Kaurismaki sicuramente è il principale riferimento artistico della coppia Dominique Abel e Fiona Gordon dei quali ricordiamo l’ottimo “Parigi a piedi nudi“.
Presentato in anteprima a Rendez-vous, il festival dedicato al Cinema francese esce “I misteri del Bar Étoile“.
L’ex attivista Boris lavora in incognito come barista all’Étoile Filante. Ma una delle sue vittime lo identifica e reclama vendetta. La comparsa di un sosia, il solitario Dom sembra fornire a Boris, alla sua ingegnosa compagna Kayoko e al loro fedele amico Tim un perfetto piano di fuga. Non hanno calcolato però la ex moglie di Dom, una sospettosa detective che si mette sulle loro tracce.
Sempre ovviamente con Fiona Gordon, Dominique Abel e poi Bruno Romy e Kaori Ito.
Sentiamo la recensione di Ugo Besson che ha visto in anteprima questo film:
“A Bruxelles, nel bar Ètoile troviamo il barista Boris, l’intraprendente proprietaria Kyoko (Kaori Ito), vestita di rosso, e l’amico buttafuori Tim (Philippe Martz). Entra un uomo, Georges, che cerca di uccidere Boris con una pistola, ma non ci riesce e fugge. Scopriamo che Boris ha un passato di militanza di estrema sinistra in cui ha compiuto attentati terroristici in Belgio, in uno dei quali è stato gravemente ferito Georges, che ora vuole vendicarsi. Scampato l’immediato pericolo, i tre pensano ad un piano per proteggere Boris, poi incontrano Dom, un uomo molto somigliante a Boris e decidono di fare una sostituzione di persona, portando Dom al bar ed esponendo così lui al pericolo, al posto di Boris. Si crea un intreccio un po’ thriller anche per l’intervento della ex moglie di Dom, che fa l’investigatrice privata.
Il film si sviluppa con un susseguirsi fantasioso di gag comiche, basate su una comicità fisica, spesso coreografica, che fa pensare a Chaplin o Buster Keaton o Jaques Tati. In alcune scene finali l’aspetto musicale esplode in una specie di danza moderna un po’ surreale mescolata agli avvenimenti che potrebbero diventare drammatici. Gli autori mostrano una grande cura e attenzione nelle inquadrature, le scelte dei colori e dei dettagli, spesso con gusto estetico.
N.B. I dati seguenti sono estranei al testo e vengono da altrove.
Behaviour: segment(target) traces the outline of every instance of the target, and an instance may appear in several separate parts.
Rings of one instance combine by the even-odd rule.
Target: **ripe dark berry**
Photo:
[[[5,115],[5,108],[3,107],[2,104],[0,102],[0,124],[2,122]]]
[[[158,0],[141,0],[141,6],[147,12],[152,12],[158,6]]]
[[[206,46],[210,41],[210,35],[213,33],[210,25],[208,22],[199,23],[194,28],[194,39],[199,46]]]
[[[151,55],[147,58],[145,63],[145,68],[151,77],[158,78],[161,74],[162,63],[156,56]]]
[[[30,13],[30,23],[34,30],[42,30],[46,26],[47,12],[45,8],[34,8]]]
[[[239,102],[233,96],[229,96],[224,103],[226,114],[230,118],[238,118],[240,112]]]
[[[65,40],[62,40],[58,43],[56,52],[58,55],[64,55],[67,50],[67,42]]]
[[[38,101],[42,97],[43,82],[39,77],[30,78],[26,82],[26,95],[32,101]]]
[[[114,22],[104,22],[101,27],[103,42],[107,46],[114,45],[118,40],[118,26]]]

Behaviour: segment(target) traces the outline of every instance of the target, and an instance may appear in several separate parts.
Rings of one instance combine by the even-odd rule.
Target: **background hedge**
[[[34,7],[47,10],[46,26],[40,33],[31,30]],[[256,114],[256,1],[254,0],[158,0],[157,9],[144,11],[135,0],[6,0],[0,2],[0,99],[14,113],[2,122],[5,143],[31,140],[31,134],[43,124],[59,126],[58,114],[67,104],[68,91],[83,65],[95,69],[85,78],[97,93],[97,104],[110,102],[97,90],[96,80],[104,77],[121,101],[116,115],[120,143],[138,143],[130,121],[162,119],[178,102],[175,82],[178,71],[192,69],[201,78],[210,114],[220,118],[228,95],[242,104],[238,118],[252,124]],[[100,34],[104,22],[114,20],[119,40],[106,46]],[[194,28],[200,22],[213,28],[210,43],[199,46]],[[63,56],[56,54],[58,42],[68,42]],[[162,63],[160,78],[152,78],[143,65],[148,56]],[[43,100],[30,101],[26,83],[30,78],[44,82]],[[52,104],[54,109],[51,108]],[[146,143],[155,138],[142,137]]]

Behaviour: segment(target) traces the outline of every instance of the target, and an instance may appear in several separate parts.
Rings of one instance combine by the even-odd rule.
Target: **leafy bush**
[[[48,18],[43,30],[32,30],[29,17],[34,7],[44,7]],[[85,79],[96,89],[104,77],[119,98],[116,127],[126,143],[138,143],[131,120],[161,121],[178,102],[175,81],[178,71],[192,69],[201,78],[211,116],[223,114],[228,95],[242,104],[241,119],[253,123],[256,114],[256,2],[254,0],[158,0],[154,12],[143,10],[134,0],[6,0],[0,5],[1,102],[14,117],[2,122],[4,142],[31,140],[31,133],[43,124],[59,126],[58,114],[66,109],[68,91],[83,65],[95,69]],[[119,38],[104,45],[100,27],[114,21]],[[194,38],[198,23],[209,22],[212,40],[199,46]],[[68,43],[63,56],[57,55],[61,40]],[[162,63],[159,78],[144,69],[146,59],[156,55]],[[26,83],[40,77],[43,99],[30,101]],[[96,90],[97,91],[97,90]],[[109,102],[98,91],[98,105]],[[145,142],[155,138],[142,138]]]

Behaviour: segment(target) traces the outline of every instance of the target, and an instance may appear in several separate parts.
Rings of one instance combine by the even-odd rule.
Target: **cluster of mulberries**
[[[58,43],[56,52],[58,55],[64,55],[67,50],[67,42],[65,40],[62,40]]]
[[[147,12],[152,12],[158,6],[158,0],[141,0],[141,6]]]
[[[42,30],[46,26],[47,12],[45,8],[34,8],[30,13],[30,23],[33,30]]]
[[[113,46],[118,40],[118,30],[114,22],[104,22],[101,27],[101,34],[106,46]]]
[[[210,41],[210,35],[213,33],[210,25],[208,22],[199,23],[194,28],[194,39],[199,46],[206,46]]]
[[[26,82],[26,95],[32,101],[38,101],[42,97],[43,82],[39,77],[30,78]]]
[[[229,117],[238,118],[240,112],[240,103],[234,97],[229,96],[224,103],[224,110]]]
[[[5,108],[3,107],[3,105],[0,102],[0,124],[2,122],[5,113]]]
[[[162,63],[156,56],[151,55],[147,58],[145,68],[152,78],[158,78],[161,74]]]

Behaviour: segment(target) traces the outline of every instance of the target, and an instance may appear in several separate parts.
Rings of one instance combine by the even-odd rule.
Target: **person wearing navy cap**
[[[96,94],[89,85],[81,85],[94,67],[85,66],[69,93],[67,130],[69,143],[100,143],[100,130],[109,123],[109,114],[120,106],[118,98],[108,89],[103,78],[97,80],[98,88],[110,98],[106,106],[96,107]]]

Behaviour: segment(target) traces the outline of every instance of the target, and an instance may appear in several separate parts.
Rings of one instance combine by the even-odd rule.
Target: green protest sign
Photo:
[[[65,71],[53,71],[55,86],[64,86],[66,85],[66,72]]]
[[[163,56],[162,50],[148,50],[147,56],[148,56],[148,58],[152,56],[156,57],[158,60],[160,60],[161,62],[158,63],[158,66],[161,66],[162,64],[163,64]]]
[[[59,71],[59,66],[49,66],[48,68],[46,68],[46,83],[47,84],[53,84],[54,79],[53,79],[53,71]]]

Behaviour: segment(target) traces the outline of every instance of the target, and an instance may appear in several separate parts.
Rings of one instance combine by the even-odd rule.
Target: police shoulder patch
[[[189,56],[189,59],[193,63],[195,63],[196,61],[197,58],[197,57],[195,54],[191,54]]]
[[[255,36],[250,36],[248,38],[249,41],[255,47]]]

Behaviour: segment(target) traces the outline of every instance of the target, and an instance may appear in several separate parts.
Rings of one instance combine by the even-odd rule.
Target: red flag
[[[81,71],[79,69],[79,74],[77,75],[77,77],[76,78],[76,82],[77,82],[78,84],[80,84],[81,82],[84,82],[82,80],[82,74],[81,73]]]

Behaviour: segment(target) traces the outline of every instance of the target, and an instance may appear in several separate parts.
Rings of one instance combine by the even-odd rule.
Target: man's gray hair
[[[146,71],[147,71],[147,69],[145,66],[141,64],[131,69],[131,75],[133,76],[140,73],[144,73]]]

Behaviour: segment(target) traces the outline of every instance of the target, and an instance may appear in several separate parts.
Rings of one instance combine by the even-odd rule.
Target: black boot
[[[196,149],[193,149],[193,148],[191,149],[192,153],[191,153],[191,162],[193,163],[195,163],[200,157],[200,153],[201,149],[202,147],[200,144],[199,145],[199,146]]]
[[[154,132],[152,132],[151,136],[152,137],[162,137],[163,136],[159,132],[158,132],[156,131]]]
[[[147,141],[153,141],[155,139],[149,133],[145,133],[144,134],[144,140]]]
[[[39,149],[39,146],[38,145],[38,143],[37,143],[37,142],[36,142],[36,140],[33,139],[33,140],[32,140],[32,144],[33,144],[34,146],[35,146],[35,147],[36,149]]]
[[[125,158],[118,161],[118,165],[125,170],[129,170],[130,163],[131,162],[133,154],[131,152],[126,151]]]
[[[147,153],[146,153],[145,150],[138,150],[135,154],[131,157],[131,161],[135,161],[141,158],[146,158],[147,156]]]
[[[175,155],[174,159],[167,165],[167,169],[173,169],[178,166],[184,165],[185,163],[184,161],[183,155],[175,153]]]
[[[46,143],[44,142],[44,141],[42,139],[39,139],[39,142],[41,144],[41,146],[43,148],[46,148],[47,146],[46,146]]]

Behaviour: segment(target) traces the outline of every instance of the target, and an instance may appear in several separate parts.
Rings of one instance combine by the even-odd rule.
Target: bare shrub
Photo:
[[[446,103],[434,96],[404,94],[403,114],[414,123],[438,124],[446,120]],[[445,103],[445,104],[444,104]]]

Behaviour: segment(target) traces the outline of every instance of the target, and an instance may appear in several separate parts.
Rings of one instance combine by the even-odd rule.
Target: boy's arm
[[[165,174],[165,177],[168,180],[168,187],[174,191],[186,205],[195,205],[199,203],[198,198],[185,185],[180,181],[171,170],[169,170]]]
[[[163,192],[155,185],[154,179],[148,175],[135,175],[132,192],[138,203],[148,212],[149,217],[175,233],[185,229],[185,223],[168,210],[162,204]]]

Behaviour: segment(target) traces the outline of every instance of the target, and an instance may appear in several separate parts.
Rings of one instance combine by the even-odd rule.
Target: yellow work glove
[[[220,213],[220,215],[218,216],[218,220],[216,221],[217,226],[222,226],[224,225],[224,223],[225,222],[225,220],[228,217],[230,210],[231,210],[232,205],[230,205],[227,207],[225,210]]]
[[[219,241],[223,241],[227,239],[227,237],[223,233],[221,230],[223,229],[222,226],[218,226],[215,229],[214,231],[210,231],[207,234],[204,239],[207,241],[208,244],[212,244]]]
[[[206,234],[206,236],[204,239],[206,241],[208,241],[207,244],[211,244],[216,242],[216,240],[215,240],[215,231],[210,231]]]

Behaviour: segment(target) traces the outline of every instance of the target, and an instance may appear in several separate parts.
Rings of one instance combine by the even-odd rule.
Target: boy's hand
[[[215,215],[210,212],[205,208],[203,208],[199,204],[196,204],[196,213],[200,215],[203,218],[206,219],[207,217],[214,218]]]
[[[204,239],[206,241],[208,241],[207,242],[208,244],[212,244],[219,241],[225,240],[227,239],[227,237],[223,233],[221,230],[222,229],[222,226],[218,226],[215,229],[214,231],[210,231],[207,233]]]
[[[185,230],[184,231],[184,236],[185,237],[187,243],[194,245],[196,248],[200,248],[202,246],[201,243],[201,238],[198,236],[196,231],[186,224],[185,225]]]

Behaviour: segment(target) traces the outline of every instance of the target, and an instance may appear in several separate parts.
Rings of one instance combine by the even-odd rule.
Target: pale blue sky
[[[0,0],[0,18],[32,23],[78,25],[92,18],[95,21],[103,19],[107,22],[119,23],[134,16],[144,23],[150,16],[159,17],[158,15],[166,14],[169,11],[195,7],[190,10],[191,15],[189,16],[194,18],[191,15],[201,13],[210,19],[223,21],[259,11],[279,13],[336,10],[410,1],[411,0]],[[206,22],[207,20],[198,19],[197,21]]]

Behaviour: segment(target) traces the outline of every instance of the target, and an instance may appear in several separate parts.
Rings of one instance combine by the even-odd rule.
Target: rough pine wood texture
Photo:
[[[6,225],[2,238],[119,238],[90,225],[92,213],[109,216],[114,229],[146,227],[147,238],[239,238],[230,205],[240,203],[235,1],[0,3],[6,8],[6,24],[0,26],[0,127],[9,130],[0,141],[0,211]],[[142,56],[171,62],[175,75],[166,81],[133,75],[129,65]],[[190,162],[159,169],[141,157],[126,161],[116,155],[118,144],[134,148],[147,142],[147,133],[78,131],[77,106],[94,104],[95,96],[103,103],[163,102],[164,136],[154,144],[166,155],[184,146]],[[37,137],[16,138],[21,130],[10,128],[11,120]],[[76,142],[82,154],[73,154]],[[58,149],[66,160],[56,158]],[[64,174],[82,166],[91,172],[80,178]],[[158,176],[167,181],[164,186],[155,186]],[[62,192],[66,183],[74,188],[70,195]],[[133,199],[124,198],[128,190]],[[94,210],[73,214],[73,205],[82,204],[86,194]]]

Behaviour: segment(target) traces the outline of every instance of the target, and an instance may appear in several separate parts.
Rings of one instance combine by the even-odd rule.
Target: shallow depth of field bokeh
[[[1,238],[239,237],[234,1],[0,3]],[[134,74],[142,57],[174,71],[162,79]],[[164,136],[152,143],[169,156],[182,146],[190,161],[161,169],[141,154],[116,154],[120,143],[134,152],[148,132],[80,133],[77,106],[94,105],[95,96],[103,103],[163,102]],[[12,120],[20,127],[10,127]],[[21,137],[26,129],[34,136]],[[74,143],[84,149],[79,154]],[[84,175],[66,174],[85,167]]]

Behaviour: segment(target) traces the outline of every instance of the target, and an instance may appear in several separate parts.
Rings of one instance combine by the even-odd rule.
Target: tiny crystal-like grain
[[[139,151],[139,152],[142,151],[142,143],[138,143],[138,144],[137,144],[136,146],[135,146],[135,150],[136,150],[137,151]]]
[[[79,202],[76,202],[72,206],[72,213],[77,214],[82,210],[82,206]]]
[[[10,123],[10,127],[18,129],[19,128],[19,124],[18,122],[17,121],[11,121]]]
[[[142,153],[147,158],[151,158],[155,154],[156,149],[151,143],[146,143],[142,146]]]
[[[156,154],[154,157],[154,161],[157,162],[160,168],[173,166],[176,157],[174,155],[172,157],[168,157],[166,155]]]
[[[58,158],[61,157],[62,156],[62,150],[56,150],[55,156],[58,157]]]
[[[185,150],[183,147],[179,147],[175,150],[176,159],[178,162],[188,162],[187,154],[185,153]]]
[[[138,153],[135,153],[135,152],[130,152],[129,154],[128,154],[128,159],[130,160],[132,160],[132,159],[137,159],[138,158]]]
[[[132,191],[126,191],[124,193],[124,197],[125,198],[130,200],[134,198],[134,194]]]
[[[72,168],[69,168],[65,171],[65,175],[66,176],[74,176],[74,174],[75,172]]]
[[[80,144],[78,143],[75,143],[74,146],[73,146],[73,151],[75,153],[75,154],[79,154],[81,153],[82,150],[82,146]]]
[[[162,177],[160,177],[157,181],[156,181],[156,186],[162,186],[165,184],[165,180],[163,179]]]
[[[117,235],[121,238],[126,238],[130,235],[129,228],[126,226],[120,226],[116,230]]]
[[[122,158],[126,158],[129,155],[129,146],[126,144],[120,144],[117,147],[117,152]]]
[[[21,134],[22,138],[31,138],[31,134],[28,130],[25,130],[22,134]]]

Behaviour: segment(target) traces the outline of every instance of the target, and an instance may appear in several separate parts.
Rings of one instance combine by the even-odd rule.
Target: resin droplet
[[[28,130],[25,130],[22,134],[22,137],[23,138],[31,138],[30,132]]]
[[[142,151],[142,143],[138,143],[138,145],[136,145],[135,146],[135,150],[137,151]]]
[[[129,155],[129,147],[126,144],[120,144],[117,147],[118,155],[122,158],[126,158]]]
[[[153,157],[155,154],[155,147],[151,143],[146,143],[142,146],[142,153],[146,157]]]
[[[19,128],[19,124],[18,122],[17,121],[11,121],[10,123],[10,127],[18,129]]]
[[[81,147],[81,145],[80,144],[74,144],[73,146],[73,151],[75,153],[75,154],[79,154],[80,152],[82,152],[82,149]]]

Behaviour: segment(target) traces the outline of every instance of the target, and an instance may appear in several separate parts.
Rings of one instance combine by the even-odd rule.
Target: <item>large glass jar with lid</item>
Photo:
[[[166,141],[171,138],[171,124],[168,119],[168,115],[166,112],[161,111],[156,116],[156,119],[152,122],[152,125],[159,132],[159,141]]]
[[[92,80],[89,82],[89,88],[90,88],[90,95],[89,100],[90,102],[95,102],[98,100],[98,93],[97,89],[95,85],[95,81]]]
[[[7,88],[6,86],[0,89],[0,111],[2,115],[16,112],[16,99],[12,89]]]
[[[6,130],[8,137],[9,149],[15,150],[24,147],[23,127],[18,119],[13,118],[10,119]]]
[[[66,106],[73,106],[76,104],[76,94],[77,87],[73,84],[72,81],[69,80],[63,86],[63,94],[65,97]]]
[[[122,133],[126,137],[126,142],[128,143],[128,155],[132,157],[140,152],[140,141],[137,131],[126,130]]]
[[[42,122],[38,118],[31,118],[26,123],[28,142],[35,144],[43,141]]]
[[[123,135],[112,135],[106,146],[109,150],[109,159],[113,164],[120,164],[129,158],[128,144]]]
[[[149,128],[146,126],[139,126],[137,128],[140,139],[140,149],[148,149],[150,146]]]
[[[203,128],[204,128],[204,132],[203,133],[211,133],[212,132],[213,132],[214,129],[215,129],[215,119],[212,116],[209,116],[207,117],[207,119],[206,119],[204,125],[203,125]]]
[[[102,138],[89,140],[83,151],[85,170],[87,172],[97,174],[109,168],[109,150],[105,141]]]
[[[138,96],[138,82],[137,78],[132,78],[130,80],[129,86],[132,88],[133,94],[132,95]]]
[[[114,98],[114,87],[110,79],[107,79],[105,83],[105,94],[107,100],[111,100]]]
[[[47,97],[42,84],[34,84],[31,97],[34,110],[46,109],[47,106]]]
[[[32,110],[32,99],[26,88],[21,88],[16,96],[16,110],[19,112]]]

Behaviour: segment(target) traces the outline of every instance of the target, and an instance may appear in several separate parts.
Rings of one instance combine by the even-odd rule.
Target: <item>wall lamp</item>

Gli attori parlano poco, la recitazione comica si basa soprattutto sulla mimica, il movimento del corpo, la sincronia gestuale dei personaggi in scena.
L’espediente del sosia moltiplica felicemente le occasioni comiche e gli equivoci, e fa venire in mente il film “Johnny Stecchino” di Benigni.
Sullo sfondo si pongono temi importanti come il terrorismo e la lotta armata di decenni fa e la crisi sociale attuale, con le manifestazioni per la sanità pubblica in difficoltà e carenza di risorse, ma questi temi sono solo sfiorati e annegano nella prevalenza dell’espressione comica. Nell’intreccio delle vicende personali emergono i problemi dell’elaborazione del lutto e della crisi sentimentale ma anche questi non intaccano il registro comico. Come hanno detto gli autori nella discussione dopo la proiezione, il loro stile espressivo è soprattutto quello dei clown.
Si sono posti il problema di trovare un equilibrio fra l’aspetto clownesco e lo sviluppo della trama della vicenda, il primo tendente a minimizzare i dialoghi, sfiorando scene da film muto. A me sembra che abbiano scelto una soluzione molto squilibrata a favore del comico clownesco.
Il film mostra una grande qualità della presentazione delle gag che sono costruite con grande efficacia e ritmi precisi, anche grazie all’abilità recitativa e fisica degli attori. È invece carente nello sviluppo dell’intreccio narrativo di quello che sarebbe un film giallo, che appare solo come un pretesto per mostrare scene comiche raffinate ed esilaranti.”